EXPLORE MORE: Neurobiological Underpinnings of Math and Reading Learning Disabilities
There have also been reports of individuals with traumatic brain injury who suddenly acquire extraordinary skills – called savant skills – in music, art, mechanical and spatial understanding, and also math. But how does this occur? One idea put forth by Allan Snyder, the Director of the Centre for the Mind at the University of Sydney, Australia, is that injury to regions that rapidly process lower level stimulus information into higher order concepts and ideas (from number recognition, say, to numerosity) lets details that we normally discard become accessible…
LEARN MORE: Explaining and inducing savant skills: privileged access to lower level, less-processed information
Art appears to unlock latent abilities too (and without TBI)…
We see this in our Perception/Art & Brain classes at PSU, where asking non-artists to copy an image often generates more interesting, accurate and better results if the person drawing is not certain of what exactly that image is. If they are told it is a face, for example, they appear to reference internal archetypes of what they think standard eyes, noses and mouths look like (think object recognition areas of temporal lobes) without really perceiving the lines and shadows of the image itself…
Today we also enjoyed demonstrating an unusually delicious link between our brain structure and function – the role of our taste receptor cells, which detect chemicals in food, on our perceptual experience of flavor…

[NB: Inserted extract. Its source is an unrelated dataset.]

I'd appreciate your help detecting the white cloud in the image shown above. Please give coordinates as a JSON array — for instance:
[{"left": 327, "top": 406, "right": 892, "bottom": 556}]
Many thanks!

Sweet taste receptor cells on your tongue build sweet taste receptor proteins, which they embed in their own cell membranes. These proteins bind the glucose, sucrose, and fructose in food, and the cells respond with electric currents that rush back along cranial nerves to our brains.

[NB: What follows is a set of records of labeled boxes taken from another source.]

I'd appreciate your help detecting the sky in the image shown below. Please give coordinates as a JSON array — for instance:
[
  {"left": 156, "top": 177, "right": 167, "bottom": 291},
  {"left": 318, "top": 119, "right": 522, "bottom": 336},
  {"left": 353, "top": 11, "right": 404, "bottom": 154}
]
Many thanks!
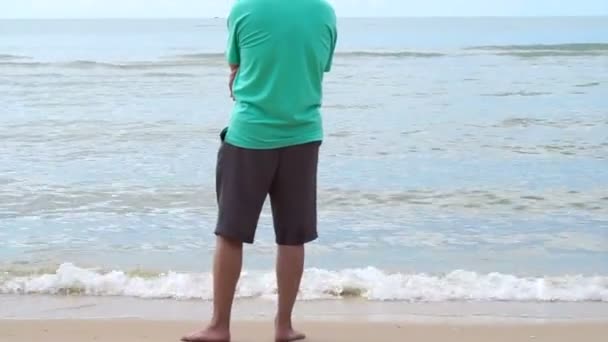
[{"left": 0, "top": 0, "right": 608, "bottom": 18}]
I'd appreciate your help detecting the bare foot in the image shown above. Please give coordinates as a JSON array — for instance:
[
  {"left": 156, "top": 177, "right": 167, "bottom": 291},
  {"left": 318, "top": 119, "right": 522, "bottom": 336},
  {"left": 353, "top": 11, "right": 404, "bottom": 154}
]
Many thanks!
[
  {"left": 275, "top": 328, "right": 306, "bottom": 342},
  {"left": 182, "top": 328, "right": 230, "bottom": 342}
]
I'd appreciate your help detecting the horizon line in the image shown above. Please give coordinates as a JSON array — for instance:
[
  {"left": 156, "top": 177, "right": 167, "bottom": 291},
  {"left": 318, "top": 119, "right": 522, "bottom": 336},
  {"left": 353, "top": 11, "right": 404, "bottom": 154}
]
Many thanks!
[{"left": 0, "top": 13, "right": 608, "bottom": 20}]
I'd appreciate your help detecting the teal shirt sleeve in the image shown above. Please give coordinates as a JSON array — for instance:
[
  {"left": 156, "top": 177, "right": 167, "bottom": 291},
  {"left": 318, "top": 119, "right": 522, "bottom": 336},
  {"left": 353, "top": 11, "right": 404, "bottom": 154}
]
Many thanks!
[
  {"left": 226, "top": 6, "right": 241, "bottom": 65},
  {"left": 325, "top": 14, "right": 338, "bottom": 72}
]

At p:ear, we decided to mess with those receptors, by offering a pill containing miraculin – a remarkable chemical from a berry native to West Africa. If your mouth has a neutral pH, miraculin binds to these sweet protein receptors and prevents them from responding to sugar. The tablet itself, as you swirl it over your tongue, can taste bland, like cardboard…

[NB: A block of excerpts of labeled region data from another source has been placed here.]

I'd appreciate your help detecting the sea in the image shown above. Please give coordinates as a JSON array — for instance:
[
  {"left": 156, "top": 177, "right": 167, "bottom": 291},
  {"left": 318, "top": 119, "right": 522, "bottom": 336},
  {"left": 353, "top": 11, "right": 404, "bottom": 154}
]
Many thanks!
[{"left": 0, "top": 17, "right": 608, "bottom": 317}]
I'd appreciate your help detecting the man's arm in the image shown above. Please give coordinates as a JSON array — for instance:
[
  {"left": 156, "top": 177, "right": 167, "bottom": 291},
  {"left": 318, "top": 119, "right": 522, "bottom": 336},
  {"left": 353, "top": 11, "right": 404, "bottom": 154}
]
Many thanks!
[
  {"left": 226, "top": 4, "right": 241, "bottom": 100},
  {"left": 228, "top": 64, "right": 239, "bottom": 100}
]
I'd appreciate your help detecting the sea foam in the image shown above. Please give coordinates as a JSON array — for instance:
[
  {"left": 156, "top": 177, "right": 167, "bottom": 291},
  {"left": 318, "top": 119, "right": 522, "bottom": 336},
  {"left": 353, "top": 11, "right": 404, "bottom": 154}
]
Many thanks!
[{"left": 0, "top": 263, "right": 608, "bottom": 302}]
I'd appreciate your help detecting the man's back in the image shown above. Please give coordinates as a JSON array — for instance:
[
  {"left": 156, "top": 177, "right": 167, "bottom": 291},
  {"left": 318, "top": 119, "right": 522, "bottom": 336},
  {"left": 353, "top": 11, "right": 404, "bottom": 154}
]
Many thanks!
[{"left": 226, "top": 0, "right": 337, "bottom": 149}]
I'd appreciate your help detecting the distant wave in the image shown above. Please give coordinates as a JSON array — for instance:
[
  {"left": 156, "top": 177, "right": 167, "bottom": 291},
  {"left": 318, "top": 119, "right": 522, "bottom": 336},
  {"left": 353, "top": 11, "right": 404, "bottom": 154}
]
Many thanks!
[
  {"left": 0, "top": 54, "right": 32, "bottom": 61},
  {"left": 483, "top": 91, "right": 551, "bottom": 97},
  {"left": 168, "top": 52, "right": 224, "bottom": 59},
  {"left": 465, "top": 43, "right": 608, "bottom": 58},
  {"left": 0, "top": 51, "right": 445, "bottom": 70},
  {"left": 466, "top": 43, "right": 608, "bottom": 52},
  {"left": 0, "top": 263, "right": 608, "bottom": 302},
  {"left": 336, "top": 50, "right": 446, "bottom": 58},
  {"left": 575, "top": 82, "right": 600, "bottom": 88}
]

However, if the pH drops, as it does when you introduce something sour, like a lemon, all of those miraculin-bound sweet taste receptors activate at once, generating massive current coursing back to your brain with the unexpected message of “SWEET!”
Sometimes it was too sweet! Lili, the talented chef at p:ear, was definitely a little surprised!
This was a popular activity, and our outreach volunteers engaged with many folks at p:ear, testing the effect and explaining the underlying neurophysiology…
LEARN MORE: Lemon candy @ P:ear
We are planning a return to p:ear in July (check the NW Noggin calendar of events for details), and are continuing to organize Homelessness and the Brain for fall. Many thanks to Sarah Louise Allen and all the staff and young people at p:ear for welcoming our Noggin volunteers!